Tomorrow, I will say good bye to my hometown. I will say goodbye to everything that is so familiar in my life. I would be lying if I told you I wasn't sad or scared. I'm not scared to leave my family even though I know I will miss them a lot. I am scared to leave everything that has been so comfortable and normal to me. Whether it's the drive I take to work, my hometown, or even my favorite restaurants, things are going to change. I will no longer be five minutes away from my best friends or get to see them almost everyday. I am scared to have to learn how to do things by myself without my parents there by my side. There is so much comfort that is in my life and tomorrow I will have to shake things up and find a new area of comfort.
Honestly, I feel like most incoming freshmen feel this way. And it is not that I am not excited because I am extremely excited -- it's just that I am nervous and want everything to go smoothly.

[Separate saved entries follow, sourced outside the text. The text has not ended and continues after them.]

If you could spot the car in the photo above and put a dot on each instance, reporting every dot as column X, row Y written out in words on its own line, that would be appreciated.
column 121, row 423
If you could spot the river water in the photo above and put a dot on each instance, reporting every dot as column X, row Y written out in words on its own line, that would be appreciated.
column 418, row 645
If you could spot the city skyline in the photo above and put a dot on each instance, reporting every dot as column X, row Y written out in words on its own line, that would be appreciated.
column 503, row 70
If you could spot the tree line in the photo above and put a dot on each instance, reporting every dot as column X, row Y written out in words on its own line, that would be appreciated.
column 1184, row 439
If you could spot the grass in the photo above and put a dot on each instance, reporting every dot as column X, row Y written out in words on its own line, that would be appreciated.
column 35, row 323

I want to meet awesome people, have fun, and do well in my classes. I want college to be the best four years of my life, and it's scary not knowing what will come out of college.

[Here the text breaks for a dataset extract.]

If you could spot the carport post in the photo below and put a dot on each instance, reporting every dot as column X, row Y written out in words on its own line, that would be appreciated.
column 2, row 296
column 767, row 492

College will be a new adventure for me and the rest of the incoming freshmen. I am thankful for this new opportunity to learn and grow in a different setting. And I'm sure that when I actually get to college I will be fine!
So tomorrow I am saying goodbye to my hometown. I'm saying goodbye to all of the wonderful memories and people. I am ready for this new step in my life and am excited to explore my new "hometown." I realized that saying goodbye to my home is not really goodbye, it is merely a "see ya later!"